A cidade virou carrocel.
Longe e perto da nova atmosfera cosmopolita e
internacional que valoriza o espaço e dilui as tradições, irrompem os locais
improvisados da cultura popular, as cores desconcertantes da aldeia que
construiu a cidade.
Despertam os velhos mágicos do entretenimento
popular.
Os saltimbancos nómadas que trilham os longos
invernos pelas estradas do interior, e que, escondidos da civilização e dos
costumes urbanos, esperam o ano todo pelo Verão para poderem assentar arraiais
e descobrir as suas efémeras raízes sedentárias.
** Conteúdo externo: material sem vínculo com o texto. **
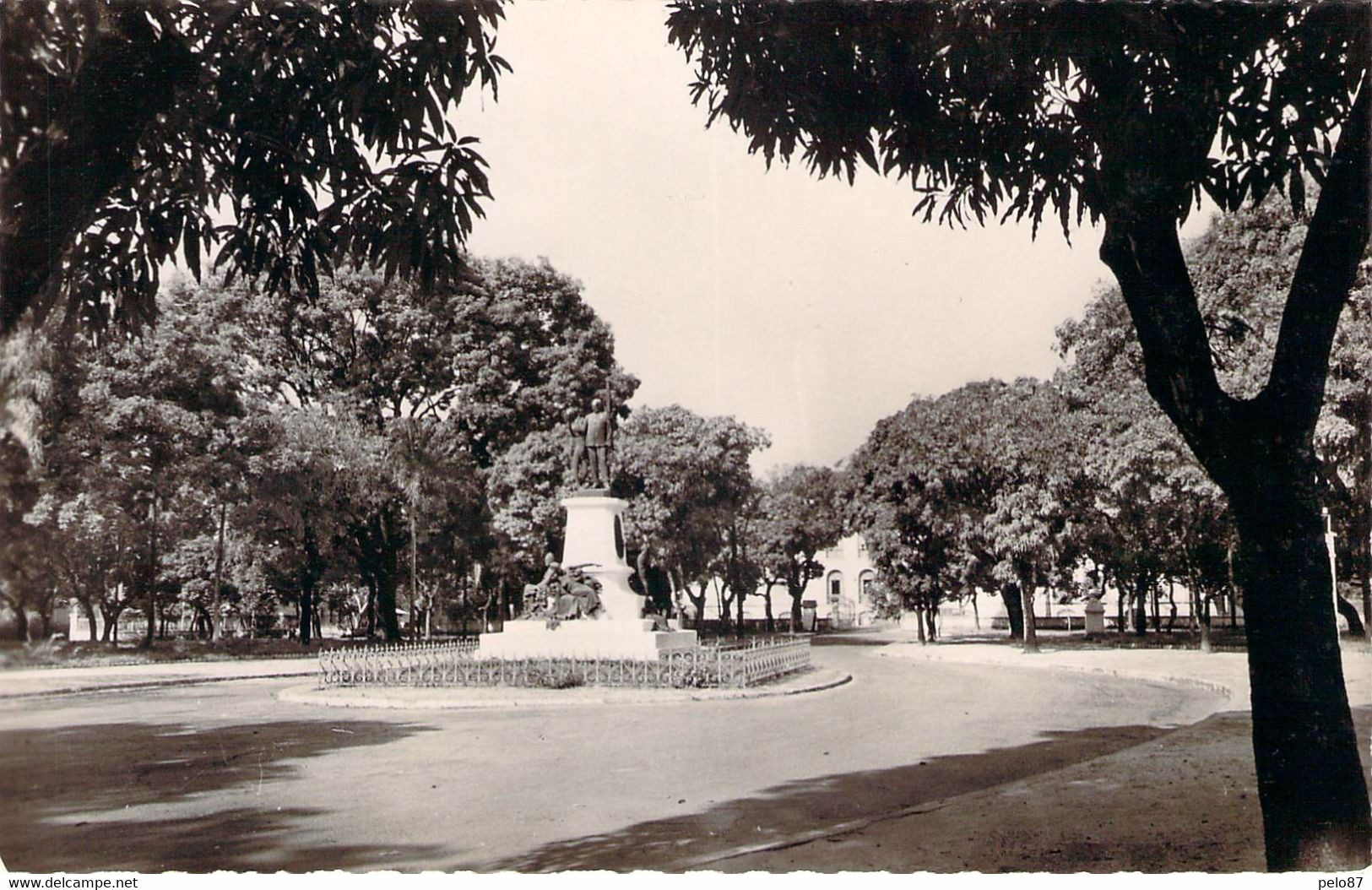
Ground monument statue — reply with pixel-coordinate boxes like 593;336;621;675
586;399;615;488
524;552;602;624
566;409;590;488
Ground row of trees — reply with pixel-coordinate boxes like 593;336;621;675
0;253;843;643
849;194;1372;650
3;261;638;642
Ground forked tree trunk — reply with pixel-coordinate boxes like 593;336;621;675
1001;584;1025;640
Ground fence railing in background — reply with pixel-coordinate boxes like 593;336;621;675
320;637;810;688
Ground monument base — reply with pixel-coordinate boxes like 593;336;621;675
476;618;696;661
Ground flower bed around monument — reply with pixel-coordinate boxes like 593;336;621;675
320;637;810;688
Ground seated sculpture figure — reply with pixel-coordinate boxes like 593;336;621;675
524;552;601;621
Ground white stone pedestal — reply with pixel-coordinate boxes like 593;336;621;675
562;494;643;621
478;491;696;661
1082;598;1106;635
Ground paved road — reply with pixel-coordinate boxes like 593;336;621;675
0;646;1218;872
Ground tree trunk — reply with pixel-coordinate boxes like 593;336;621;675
1115;578;1129;637
210;503;229;642
1335;596;1368;639
11;598;29;643
81;600;99;643
1001;584;1025;640
1196;593;1214;653
143;492;158;649
410;505;420;640
1353;391;1372;627
299;584;314;646
1133;572;1152;637
0;10;199;334
1235;503;1372;871
1019;580;1038;655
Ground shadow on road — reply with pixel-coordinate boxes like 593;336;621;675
483;725;1168;872
0;720;437;872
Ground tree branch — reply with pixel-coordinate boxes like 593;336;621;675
1257;77;1372;431
0;5;196;334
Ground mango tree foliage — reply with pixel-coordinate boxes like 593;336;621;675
667;0;1372;870
39;292;250;643
849;378;1080;650
0;0;509;334
615;404;770;618
756;465;843;628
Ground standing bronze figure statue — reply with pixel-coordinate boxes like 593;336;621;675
584;399;615;488
566;409;590;487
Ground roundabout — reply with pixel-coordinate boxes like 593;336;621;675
0;638;1261;872
277;668;852;710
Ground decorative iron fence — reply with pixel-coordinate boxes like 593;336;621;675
320;637;810;688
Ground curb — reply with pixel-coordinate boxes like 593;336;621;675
876;650;1247;705
0;670;316;703
276;670;854;710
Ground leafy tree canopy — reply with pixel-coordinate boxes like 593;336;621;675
668;0;1369;231
0;0;509;332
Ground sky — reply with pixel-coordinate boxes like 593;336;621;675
457;0;1212;472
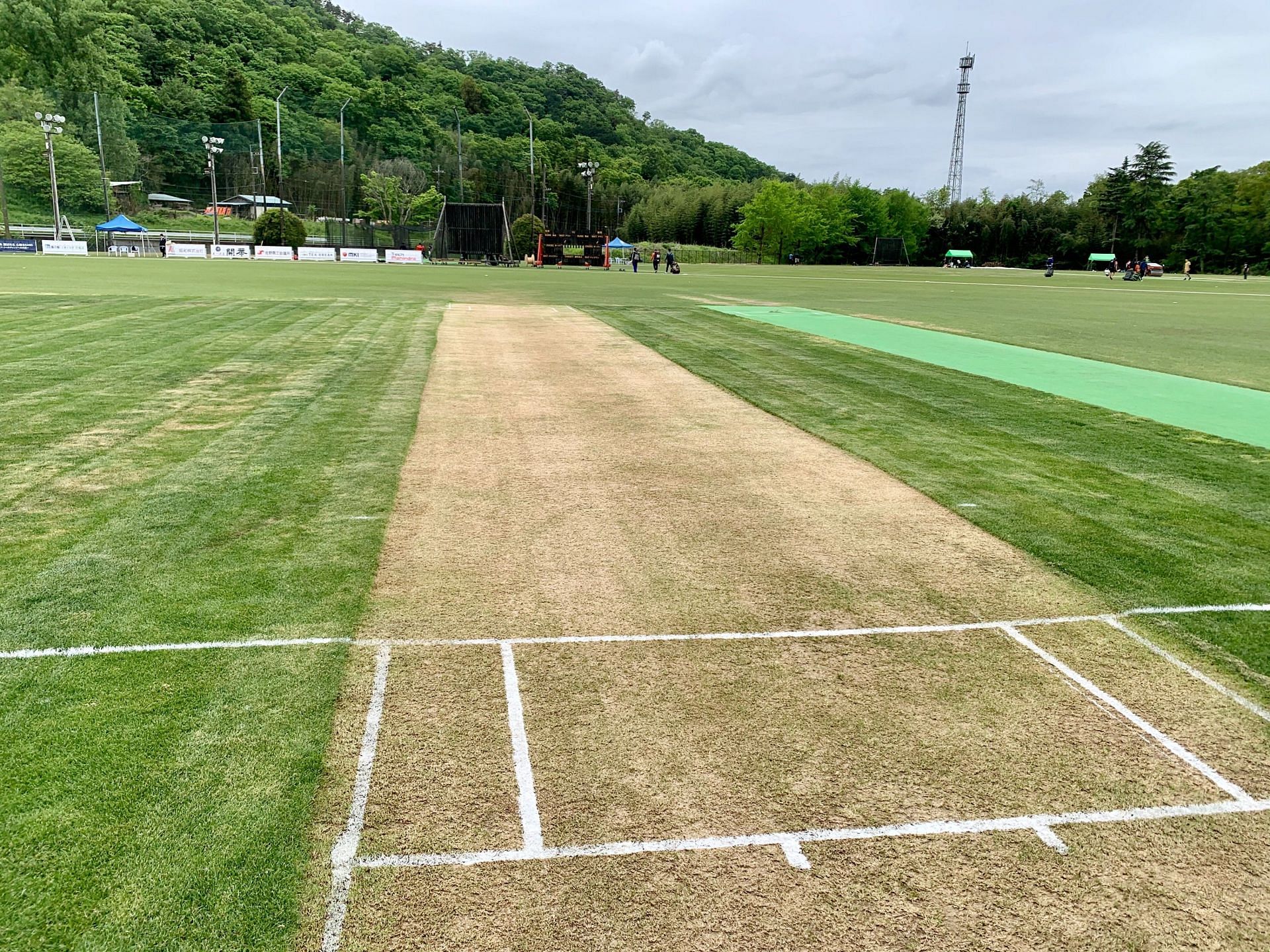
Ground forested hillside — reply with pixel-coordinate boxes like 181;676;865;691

Lançam as estacas que suportam a sua endurecida forma
de vida e constroem o arraial dos outros.
Veem não se sabe bem de onde, desaparecem depois para
voltar a despontar noutros locais tão óbvios quanto estes.
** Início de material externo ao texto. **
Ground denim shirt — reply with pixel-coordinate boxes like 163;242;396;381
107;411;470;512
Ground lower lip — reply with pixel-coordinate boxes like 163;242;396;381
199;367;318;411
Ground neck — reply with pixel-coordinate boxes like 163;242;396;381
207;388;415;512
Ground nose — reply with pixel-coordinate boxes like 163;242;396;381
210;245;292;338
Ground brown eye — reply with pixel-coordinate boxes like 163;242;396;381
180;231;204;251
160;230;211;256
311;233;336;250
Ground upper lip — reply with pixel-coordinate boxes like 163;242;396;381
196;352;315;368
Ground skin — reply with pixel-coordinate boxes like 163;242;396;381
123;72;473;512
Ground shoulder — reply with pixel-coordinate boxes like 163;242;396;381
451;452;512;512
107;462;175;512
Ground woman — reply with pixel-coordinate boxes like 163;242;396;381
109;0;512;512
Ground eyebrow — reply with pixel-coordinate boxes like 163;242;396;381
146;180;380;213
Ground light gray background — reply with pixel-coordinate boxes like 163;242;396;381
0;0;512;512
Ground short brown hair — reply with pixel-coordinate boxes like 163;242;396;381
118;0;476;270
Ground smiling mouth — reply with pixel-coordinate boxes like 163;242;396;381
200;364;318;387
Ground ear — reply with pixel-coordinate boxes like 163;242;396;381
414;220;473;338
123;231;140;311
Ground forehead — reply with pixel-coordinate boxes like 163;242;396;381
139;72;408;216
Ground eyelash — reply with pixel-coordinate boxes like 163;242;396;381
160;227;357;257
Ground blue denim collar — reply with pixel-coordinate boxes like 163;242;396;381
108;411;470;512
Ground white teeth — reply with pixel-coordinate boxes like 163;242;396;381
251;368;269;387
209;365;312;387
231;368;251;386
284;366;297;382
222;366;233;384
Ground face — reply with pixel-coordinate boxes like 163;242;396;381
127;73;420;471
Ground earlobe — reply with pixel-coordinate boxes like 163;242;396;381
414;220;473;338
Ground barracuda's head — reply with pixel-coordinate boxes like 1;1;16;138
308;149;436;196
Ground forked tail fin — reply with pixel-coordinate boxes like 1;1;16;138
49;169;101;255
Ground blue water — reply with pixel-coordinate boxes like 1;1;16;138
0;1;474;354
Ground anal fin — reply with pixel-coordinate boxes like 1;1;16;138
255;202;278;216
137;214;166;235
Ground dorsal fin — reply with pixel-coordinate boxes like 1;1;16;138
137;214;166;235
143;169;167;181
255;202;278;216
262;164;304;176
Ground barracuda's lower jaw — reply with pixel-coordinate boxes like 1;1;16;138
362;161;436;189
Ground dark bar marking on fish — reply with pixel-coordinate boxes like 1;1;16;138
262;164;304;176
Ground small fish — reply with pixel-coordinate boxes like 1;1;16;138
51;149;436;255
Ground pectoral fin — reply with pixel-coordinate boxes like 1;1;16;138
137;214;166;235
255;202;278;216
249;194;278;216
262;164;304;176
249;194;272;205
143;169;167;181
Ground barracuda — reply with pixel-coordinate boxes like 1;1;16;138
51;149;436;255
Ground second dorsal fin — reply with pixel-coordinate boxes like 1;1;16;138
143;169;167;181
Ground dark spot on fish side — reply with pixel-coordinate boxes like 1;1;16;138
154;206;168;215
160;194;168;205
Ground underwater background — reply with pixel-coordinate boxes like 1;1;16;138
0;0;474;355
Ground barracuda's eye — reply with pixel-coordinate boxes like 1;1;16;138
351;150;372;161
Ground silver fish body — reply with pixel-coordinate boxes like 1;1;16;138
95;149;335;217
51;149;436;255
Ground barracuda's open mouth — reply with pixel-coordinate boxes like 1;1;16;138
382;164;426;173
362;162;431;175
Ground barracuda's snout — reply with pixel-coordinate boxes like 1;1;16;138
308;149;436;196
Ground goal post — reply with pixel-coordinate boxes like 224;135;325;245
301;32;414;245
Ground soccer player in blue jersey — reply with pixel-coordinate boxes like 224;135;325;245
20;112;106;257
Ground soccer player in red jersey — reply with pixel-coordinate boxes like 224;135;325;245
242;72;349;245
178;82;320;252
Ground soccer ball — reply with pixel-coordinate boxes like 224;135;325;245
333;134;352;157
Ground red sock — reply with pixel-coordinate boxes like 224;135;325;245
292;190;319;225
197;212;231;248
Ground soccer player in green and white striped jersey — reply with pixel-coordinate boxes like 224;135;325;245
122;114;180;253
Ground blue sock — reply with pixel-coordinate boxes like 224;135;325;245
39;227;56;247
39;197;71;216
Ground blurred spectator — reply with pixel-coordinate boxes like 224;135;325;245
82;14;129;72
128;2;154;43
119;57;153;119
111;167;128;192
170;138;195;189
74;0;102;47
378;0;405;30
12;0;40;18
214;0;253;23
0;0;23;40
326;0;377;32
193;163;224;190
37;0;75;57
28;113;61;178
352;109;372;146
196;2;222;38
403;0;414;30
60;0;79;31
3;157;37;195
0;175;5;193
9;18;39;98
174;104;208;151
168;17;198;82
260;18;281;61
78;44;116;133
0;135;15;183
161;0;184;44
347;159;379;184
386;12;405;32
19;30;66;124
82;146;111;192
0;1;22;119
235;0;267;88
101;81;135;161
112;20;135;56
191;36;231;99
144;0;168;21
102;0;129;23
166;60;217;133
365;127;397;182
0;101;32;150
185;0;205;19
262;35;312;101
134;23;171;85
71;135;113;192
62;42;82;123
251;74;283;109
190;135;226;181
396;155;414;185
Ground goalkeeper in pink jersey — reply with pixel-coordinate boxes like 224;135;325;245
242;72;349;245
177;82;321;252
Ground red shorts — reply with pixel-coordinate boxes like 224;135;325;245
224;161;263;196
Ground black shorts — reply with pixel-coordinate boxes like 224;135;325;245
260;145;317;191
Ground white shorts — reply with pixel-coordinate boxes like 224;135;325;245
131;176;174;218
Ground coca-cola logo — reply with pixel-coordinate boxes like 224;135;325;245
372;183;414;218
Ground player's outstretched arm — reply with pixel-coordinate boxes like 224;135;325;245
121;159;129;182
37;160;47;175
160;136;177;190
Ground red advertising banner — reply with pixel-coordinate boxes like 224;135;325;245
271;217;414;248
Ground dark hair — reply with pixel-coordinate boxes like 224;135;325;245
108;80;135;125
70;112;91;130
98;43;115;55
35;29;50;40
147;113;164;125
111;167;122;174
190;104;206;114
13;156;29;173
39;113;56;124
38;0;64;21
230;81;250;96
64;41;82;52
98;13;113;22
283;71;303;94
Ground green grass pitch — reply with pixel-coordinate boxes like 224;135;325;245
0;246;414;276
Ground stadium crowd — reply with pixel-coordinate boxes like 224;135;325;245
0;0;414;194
Encontram nas ruas e nas praças os seus únicos
momentos a que podem chamar de casa e a cidade confronta-se com as suas origens
rufias e tolera-os, pelos carrocéis, pelos sacos de pipocas, pelas luzes de néon
e pelas barracas de tiro aos coelhos (ou a outra coisa qualquer).
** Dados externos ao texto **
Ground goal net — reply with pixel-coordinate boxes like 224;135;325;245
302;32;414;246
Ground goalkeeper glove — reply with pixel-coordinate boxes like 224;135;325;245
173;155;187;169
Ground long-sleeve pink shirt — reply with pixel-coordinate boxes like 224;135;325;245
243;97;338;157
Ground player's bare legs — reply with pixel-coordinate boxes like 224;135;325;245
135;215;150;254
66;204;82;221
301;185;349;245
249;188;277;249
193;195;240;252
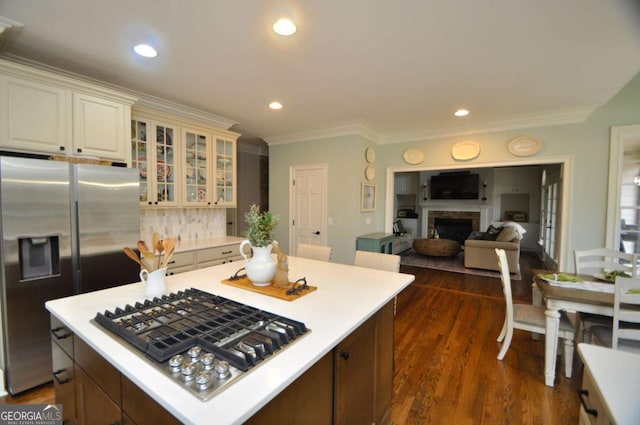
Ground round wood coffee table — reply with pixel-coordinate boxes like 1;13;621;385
413;239;460;257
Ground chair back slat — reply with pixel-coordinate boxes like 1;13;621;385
611;277;640;349
574;248;638;277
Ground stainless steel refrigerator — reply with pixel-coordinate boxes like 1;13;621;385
0;156;140;394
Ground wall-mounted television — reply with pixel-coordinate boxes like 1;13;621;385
431;172;480;199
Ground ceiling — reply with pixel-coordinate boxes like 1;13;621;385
0;0;640;143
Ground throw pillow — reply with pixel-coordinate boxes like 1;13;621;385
496;227;518;242
487;224;502;236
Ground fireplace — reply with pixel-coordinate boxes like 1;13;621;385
425;209;481;245
433;218;473;245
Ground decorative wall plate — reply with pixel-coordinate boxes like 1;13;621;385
402;148;424;165
451;141;480;161
364;165;376;181
364;148;376;164
507;136;542;156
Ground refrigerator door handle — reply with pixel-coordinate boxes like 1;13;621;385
51;327;73;341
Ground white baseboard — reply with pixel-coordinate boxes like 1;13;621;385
0;369;9;397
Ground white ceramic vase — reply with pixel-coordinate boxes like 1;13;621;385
140;267;167;299
240;240;278;286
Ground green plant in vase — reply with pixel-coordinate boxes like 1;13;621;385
240;204;279;286
244;204;280;247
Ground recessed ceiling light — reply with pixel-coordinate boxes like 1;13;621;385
273;18;298;35
133;44;158;58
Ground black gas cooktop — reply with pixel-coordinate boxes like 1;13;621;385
95;289;309;400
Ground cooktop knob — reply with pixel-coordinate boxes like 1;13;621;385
200;353;216;370
182;364;196;381
187;345;202;359
169;354;184;372
196;370;211;390
213;360;231;379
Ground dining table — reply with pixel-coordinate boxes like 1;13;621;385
533;270;615;387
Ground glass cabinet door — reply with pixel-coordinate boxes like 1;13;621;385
215;138;236;205
131;117;178;207
131;120;151;205
155;124;177;205
183;130;211;205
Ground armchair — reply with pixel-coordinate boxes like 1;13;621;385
464;224;524;273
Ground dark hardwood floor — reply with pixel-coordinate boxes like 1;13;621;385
392;255;582;425
0;255;582;425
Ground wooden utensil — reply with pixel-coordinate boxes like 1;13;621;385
123;247;149;271
140;249;156;271
155;239;164;268
138;240;149;252
161;237;178;268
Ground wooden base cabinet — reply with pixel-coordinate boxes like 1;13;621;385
52;301;394;425
51;316;180;425
246;302;394;425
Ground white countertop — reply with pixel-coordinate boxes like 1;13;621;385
175;236;246;252
46;257;414;424
578;344;640;425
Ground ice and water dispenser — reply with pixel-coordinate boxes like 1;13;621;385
18;236;60;280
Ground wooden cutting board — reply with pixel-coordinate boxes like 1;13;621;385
222;277;318;301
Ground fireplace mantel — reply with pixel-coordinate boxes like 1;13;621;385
421;203;490;237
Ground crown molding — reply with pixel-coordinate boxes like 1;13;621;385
380;104;601;144
0;55;138;105
0;54;238;129
135;93;238;130
0;16;24;53
264;104;601;146
264;120;381;146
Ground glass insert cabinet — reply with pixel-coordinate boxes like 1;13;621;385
131;114;237;208
131;119;179;207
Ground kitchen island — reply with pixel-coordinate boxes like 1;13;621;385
46;257;414;424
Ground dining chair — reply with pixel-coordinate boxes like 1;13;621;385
573;248;638;277
574;248;638;342
353;250;400;317
296;243;332;261
591;276;640;353
353;250;400;272
496;248;576;378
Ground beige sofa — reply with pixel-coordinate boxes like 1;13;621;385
464;228;522;273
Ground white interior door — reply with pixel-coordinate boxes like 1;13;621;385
289;164;327;255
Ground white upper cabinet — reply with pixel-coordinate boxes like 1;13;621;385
131;106;238;208
131;114;180;207
182;128;214;206
0;60;136;164
0;75;71;153
214;135;237;207
182;128;236;208
73;93;131;161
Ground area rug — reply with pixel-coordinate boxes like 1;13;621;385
400;249;522;280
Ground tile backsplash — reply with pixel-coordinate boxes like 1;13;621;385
140;208;227;241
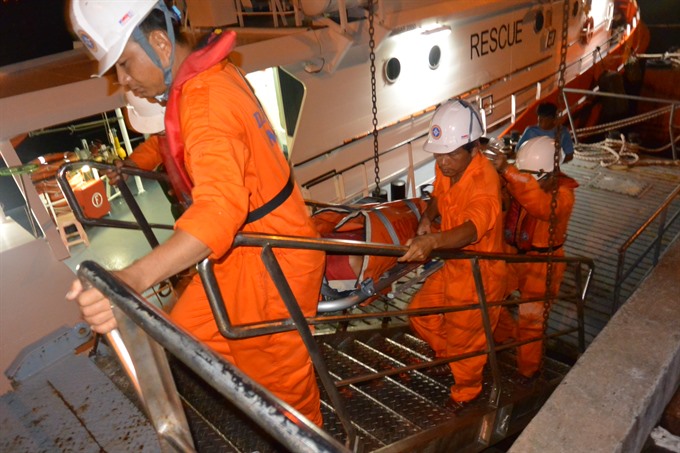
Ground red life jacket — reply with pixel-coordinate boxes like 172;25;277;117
159;31;236;209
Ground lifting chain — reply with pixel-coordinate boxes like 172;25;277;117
368;0;380;198
541;0;570;366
Por breves momentos, até parece que a cidade
readquire as suas origens e os seus cheiros.
Mas esta é a cidade dos carrocéis e a nova urbe sabe
(sempre soube) que não os vai adotar.
Eles são apenas o sabor da festa anual e quando as
multidões decidem que a festa acabou, desaparecem da praça, dos jardins e da
beira-rio lembrando-lhes que terminou o seu tempo e varrem-nos do espaço porque
é necessário recuperar os espaços verdes para as crianças da cidade (as mesmas
que uivam nas diversões dos santos) e as ciclovias para o bem-estar de uma
população tão ativa quão sedentária.
E a churraria Nuno parte para o próximo arraial até
que o fim da estação os disperse para mais um Inverno de cores escondidas e
envergonhadas origens.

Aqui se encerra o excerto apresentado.